Question

The initial phase angle for $i=10\sin \omega t+8\cos \omega t$ is
(A) ${\tan }^{-1}\left({\displaystyle \frac{4}{5}}\right)$
(B) ${\tan }^{-1}\left({\displaystyle \frac{5}{4}}\right)$
(C) ${\sin }^{-1}\left({\displaystyle \frac{4}{5}}\right)$
(D) ${90}^0$

Answer 1

Hint: We are given with an equation and are asked to find the initial phase angle for the same.
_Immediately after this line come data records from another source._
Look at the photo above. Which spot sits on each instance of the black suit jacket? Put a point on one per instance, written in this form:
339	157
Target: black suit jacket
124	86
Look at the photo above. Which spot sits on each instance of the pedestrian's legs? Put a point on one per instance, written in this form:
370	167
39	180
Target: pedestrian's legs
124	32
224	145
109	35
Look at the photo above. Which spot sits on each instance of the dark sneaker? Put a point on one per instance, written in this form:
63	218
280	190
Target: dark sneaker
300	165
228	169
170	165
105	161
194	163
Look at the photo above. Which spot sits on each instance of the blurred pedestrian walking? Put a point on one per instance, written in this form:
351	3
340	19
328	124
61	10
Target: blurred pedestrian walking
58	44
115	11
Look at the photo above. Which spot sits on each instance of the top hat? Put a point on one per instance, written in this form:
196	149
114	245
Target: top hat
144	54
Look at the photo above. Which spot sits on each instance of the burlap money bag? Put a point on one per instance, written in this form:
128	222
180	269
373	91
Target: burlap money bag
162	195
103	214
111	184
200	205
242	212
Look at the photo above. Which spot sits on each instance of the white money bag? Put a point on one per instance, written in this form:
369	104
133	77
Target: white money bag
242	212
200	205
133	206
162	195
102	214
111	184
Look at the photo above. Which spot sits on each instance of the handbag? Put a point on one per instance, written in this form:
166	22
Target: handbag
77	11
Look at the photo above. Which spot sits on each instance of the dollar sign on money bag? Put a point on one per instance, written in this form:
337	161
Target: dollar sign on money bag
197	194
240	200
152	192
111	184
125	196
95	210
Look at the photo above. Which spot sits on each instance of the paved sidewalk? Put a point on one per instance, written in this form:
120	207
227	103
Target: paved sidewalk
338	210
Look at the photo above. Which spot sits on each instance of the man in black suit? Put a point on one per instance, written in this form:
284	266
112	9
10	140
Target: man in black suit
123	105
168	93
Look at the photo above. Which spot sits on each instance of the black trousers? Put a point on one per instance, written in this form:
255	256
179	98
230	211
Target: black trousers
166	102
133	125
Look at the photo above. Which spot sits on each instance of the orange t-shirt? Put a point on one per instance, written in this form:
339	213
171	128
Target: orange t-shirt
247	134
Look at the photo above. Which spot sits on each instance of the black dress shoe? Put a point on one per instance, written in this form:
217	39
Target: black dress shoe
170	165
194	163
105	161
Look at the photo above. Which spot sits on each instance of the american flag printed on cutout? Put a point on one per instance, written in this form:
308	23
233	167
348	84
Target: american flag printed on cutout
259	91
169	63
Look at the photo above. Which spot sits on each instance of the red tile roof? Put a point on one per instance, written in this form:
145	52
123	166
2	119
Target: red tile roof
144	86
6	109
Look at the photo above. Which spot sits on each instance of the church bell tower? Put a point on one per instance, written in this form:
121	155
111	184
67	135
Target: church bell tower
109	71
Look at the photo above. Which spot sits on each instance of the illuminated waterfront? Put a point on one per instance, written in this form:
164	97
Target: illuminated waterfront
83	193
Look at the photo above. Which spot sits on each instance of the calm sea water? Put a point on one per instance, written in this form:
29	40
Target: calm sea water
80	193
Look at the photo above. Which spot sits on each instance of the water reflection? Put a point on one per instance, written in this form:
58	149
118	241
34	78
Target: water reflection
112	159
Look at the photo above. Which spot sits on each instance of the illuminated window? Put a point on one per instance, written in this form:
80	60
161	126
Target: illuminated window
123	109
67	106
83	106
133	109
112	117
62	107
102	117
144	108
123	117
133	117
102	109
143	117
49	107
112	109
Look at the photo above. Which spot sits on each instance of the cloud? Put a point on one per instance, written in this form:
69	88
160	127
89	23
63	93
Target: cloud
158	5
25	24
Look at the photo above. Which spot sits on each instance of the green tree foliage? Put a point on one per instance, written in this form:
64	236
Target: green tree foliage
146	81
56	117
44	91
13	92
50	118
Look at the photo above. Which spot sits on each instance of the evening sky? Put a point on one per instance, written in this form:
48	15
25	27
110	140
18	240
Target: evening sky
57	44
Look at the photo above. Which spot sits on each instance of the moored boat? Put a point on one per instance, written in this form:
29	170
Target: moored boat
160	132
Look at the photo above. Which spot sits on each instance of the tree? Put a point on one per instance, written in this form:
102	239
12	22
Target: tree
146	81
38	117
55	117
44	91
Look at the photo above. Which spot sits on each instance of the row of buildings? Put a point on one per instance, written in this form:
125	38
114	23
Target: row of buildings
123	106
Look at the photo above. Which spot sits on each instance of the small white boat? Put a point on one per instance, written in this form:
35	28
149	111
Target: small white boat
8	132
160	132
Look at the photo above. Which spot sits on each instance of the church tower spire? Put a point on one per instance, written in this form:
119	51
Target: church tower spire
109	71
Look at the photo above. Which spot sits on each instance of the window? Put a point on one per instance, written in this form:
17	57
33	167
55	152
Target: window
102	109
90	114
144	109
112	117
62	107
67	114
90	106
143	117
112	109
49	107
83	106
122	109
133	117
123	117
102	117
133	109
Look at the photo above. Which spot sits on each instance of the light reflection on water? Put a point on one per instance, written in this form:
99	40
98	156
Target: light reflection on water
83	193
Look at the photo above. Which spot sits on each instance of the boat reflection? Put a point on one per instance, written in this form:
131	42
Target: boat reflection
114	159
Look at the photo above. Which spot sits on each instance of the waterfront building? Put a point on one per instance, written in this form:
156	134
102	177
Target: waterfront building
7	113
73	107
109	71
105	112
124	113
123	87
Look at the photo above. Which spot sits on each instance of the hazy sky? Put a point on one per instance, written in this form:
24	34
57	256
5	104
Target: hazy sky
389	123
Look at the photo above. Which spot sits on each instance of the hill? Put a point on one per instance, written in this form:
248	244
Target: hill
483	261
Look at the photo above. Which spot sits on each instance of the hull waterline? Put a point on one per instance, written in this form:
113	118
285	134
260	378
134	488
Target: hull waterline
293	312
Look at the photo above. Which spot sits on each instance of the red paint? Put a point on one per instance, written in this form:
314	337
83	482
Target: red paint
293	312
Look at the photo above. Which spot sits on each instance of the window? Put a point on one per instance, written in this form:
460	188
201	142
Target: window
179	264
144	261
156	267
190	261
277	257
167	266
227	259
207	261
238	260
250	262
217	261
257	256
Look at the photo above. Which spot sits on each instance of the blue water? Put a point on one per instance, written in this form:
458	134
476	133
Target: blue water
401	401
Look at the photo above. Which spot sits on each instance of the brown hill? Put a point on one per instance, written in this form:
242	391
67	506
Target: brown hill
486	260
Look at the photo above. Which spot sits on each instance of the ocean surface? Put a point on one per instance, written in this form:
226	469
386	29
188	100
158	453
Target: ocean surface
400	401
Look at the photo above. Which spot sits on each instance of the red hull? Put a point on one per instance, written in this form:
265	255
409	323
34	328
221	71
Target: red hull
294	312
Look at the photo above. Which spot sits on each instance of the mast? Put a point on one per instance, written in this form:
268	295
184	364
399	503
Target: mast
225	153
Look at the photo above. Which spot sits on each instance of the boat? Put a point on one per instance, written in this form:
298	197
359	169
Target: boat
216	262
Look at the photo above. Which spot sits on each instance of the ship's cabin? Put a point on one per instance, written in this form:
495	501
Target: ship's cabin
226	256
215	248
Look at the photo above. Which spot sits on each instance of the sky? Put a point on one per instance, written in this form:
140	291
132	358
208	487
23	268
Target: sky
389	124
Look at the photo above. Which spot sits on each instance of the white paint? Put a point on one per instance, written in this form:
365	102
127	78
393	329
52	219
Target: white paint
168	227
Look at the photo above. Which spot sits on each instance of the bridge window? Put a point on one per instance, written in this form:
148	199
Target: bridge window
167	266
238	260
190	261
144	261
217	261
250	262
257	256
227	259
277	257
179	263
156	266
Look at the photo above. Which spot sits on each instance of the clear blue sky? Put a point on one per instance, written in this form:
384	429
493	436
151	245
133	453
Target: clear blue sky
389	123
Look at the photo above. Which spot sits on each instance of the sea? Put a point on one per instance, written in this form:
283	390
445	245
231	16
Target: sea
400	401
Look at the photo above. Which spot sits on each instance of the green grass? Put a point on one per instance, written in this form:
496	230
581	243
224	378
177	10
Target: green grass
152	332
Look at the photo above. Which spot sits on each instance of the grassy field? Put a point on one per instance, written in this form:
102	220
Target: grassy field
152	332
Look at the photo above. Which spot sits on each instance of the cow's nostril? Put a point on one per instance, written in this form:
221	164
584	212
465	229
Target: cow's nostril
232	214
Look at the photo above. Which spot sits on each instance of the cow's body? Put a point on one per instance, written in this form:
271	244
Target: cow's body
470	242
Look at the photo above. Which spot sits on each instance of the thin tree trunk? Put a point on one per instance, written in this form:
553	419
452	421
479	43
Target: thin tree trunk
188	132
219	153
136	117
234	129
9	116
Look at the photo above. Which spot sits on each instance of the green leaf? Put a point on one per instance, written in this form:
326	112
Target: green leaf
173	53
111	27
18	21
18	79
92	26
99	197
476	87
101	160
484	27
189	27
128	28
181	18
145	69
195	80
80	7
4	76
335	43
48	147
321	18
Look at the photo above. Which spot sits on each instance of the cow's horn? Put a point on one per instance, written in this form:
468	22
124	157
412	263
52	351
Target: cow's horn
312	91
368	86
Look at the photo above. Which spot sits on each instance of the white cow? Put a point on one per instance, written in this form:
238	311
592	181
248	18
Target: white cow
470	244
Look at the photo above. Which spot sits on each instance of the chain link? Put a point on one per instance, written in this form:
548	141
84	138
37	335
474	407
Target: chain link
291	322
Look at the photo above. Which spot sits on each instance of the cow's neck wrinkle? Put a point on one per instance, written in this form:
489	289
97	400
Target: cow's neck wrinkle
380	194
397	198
Thus, we will firstly evaluate the equation at time $t=0$ . Then, we will use some basic trigonometric ideas to manipulate the evaluated value and then come up with an answer.

Complete Step By Step Solution
Here, The given equation is,
 $i=10\sin \omega t+8\cos \omega t$
Now, For the initial value, we take time $t=0$
Taking here, we get
 $i=10\sin \left(0\right)+8\cos \left(0\right)$
We know,
 $\sin \left(0\right)=0$ And $\cos \left(0\right)=1$
Thus, we get
 $i=8\left(1\right)$
Further, we get
 $i=8$
Now,
 $i_o=\sqrt{{\left(10\right)}^2+{\left(8\right)}^2}$
Further, we get
 $i_o=\sqrt{164}$
Where, $i_o$ is the amplitude of the motion.
Now,
As per the generic equation of such motion,
 $i=i_o\sin \left(\omega t+\varphi \right)$
For time $t=0$ ,
 $i=i_0\sin \varphi$
Then, we get
 $\sin \varphi ={\displaystyle \frac{i}{i_o}}$
Thus, we get
 $\sin \varphi ={\displaystyle \frac{8}{\sqrt{164}}}$
Thus,
 $\tan \varphi ={\displaystyle \frac{8}{\sqrt{164-64}}}$
Thus,
 $\tan \varphi ={\displaystyle \frac{8}{10}}$
Thus,
 $\tan \varphi ={\displaystyle \frac{4}{5}}$
Hence, we get
 $\varphi ={\tan }^{-1}\left({\displaystyle \frac{4}{5}}\right)$
Hence, the correct option is (A).

Note
We have converted the sine function to a tangent one as all the given options are in the same format. We used basic trigonometry for conversion. One should not confuse it to be a given parameter.